Tuesday, January 23, 2018

Big Things and Small Things

Editor's Note: Wendy Welch is the 2018 New River Gorge Winter Writer-in-Residence at Lafayette Flats. She will be living and writing in Fayetteville for the next three months. This is her first contribution to the Lafayette Flats blog.

Three weeks into a three-month writing residency at Lafayette Flats in Fayetteville, West Virginia, here’s what I have to show for it: a 65,689-word manuscript, and 40 rows of Mandala Madness.

I am well-pleased with both. It remains to be seen what Pamela (my agent) says about the 65K, and I’ve got about 240 rows to go on the mandala.

With the intense work schedule to get that first draft done, time to explore the joys around me have been limited. My husband came for the reception that flat owners Shawn Means and Amy McLaughlin threw at The Grove (best draft cider ever), and we loved our day out exploring Thurmond and enjoying the backroads of the New River Gorge.

Shawn and Amy took me through the Gorge the day I got here, bright-eyed and bushy-haired from the dry winter weather. Seeing its bridge in a snowstorm has ruined me for other views in life. It was magnificent.

But the smaller things around here, the bits of little pleasures you could overlook if you went off hunting big things, they live in abundance. Amanda and Dan invited me to their home for a book club, and we had homemade soup and brilliant conversation. Karen took me for a walk through the park, and we had brilliant conversation and homemade soup from the Cathedral Café.
The Baptist and Presbyterian and Methodist churches are very welcoming, members quick to reach out and include you in social activities, volunteer opportunities. I imagine Fayetteville Church of God is, too, but I’ve only been here three Sundays so they’re next.

And then there’s the Flats themselves. Amy and Shawn have great artistic spirits and also wickedly wonderful senses of humor. Here are some photos to help you see the world from their eyes.

The woodpecker graces the underbeam of the wooden stairs to the third floor.

The little room is by WV artist Courtney Childers Chapman, located in the Quinnmont Flat.

All the flats are named after important historic or geographic features in the area.
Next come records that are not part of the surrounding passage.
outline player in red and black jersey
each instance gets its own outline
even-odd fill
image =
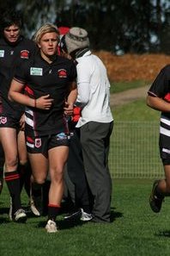
[[[165,179],[155,180],[149,197],[154,212],[160,212],[165,197],[170,196],[170,65],[161,69],[148,91],[147,104],[161,112],[160,154]]]
[[[72,115],[76,99],[76,70],[72,60],[57,55],[59,33],[45,24],[35,34],[39,52],[16,71],[10,99],[26,105],[25,133],[34,180],[42,184],[49,164],[47,232],[57,232],[56,216],[64,192],[64,166],[70,135],[65,115]],[[22,94],[25,89],[25,94]]]
[[[16,66],[22,66],[37,49],[33,41],[21,34],[22,19],[14,10],[5,12],[0,20],[0,140],[5,158],[5,180],[11,196],[9,218],[25,221],[21,205],[21,177],[27,168],[27,153],[23,128],[24,108],[8,99],[8,91]],[[20,171],[19,171],[20,170]],[[25,175],[25,173],[23,174]],[[30,178],[30,173],[29,173]],[[30,178],[27,186],[29,187]],[[27,190],[29,193],[29,190]]]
I’m in Eddy, which is meant to be the body of water, but for me has come to be the name of the peregrine falcon that graces my front door. Each flat has one as a spirit animal. On bad writing days, Eddy and I have held conversations.

Stained glass panels decorate the transom over each flat’s door. This one’s Eddy.


This is the climber on each refrigerator. 

They found a 1954 TV in the basement during renovations, and Shawn used it to frame a vista of the town from the same year.


The Eddy light switch has a sense of humor a bit earthier than the rest of the flats.

The fairy door in the corner of my bathroom. They seem to be gone for the winter.

This, this is the crowning glory of Quinnmont Flat. Amy is as kind as she is funny; when she realized how important long bubbly baths were to my artistic process (yeah yeah) she offered a deal. Reaching 50K on the draft would unlock bathtub powers for Quinn when no guests were using it that week. I would never go so far as to wish Amy and Shawn less customers, but ohhhhh baby, that bathtub is as lovely as it looks. If y’all come, ask for Nuttall or Corten.

So the point of the residency, from Amy and Shawn’s point of view, is to spread the story of West Virginia as told by its residents, rather than those charming reporters who come in and explain just how awful we are to us, and why we are all too gullible to be trusted with voting. It can get ugly, those narratives that have for year confined and defined Appalachia.

But we won’t be throwing the baby out with this bathwater. (See what I did there?) No, in telling the big, wonderful, overarching stories of the state and its people, let’s not overlook the warm welcomes of the churches, the great artistic pizzas of the parlors (have you tried ever gorgonzola and grape in combo?), the hospitality of the people (thank you Amy!) or the beauty of the place as designed by God or People. The flats are beautiful. The gorge is beautiful. Little, big.

Come explore Fayetteville. Check out the yarnbombed tree, find out why they say food comes here to be born, and explore the hidden wonders of Shawn and Amy’s creations. You won’t be bored. Ever.